On the contrary: as long as no PE exists, this is an important indicator that no payroll obligation arises either. However, some other factors may impact this qualification, such as the employee’s residential status in the destination country. The WorkFlex compliance logic assesses various parameters that may trigger this local wage tax obligation.

Social Security risk around temporary work from abroad is twofold:

1) The employee might no longer be part of the home country social security system

2) The employee might become part of the destination country’s social security system – with the obligation to contribute premiums accordingly.


In practice, both risks are managed through obtaining A1 certificate or Certificate of Conformity (CoC). These declarations can be obtained from insurance companies and/or authorities, and confirm that the employee remains covered (only) by the social security system of the home country.


Upon approval of the employee request, WorkFlex can apply for an A1 or CoC and – after it has been issued – it will be uploaded to the platform.


If such an A1 or CoC can be obtained, WorkFlex qualifies the social security risk as low. However, in case the country combination is not covered by a social security treaty, such a declaration can not be obtained. In that case, the social security risk can neither be excluded not mitigated, thus the risk qualification will at least be medium. For these cases, it is ultimately a matter of risk appetite whether the employer allows or rejects the employee request.
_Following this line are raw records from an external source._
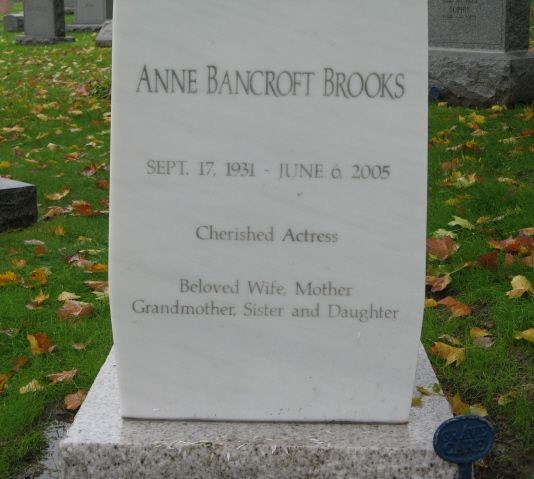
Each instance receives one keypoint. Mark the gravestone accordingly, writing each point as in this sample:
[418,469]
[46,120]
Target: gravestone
[44,22]
[90,15]
[267,251]
[479,51]
[104,39]
[274,289]
[14,22]
[18,204]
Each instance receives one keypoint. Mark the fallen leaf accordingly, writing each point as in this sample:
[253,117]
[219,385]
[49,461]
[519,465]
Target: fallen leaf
[31,387]
[38,300]
[66,296]
[58,196]
[74,310]
[441,248]
[431,303]
[82,208]
[527,335]
[450,354]
[452,340]
[463,223]
[62,377]
[521,286]
[39,276]
[507,398]
[481,337]
[18,263]
[73,401]
[4,378]
[39,343]
[8,277]
[457,308]
[20,362]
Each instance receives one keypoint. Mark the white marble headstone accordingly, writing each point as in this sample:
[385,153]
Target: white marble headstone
[268,207]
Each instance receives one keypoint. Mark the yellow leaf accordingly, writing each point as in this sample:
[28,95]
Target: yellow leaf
[521,286]
[527,335]
[8,277]
[58,196]
[18,263]
[31,387]
[450,354]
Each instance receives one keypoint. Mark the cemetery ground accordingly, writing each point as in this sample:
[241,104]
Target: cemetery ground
[54,320]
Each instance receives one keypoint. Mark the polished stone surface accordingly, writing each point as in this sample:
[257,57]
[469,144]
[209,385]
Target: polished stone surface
[206,209]
[18,204]
[100,444]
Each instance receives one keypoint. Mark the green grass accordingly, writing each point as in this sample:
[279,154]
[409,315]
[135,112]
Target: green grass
[31,77]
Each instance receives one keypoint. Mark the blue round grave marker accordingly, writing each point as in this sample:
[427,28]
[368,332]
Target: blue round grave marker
[464,440]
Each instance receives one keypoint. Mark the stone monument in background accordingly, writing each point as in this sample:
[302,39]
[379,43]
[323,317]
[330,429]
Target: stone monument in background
[44,22]
[90,15]
[479,52]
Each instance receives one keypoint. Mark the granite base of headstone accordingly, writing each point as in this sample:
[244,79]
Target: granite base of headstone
[44,23]
[100,441]
[18,204]
[104,39]
[478,52]
[14,22]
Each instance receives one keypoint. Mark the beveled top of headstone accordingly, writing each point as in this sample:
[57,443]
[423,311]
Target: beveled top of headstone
[479,24]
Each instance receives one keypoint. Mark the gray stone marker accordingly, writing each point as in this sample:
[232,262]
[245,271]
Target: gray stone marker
[14,22]
[101,444]
[44,22]
[18,204]
[104,38]
[90,15]
[479,52]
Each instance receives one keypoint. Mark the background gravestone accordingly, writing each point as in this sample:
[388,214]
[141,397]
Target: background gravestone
[253,202]
[69,6]
[14,22]
[479,52]
[44,22]
[90,15]
[18,204]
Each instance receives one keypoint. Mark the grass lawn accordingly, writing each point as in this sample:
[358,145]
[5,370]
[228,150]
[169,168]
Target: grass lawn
[54,133]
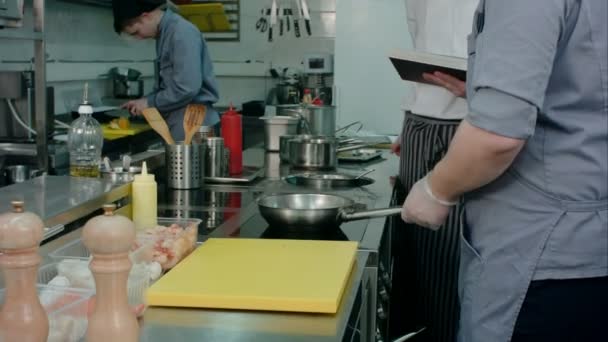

Local labour law might become applicable to the employment of an employee who temporarily works from abroad. However, the existing employment contract is likely to prevent this. Through WorkFlex this risk is further mitigated by instructing the employee to refrain from working over hours, on weekends, and on holidays.


Some employers consider so-called PWD-notifications another type of labour law risk. PWD-notifications are notifications based on the EU-Directive for Posted Workers. Although some national translations of this directive might suspect otherwise, temporary remote workers were never meant to be covered by this directive. After all, a posted employee is actively sent by the employer to a country with the objective to perform services locally.


An employee temporarily working from abroad does so for private reasons and without any local business reason. Therefore, PWD-notifications are not in the WorkFlex scope.

An employee requires a valid title to work in the destination country. The penalties for working without such a valid work title are significant and can be imposed on both the employer and the employee.


The rules and regulations around work entitlement were not written with temporary remote workers in mind. Although some countries have adopted types of remote or nomad visas, most have not. For these countries, WorkFlex qualifies temporary remote workers as business travelers.


The WorkFlex risk qualification will be low if the employee is allowed to temporarily work in the destination country. In case any active employer effort is required, e.g. local VISA sponsorship, the risk qualification is likely to be high.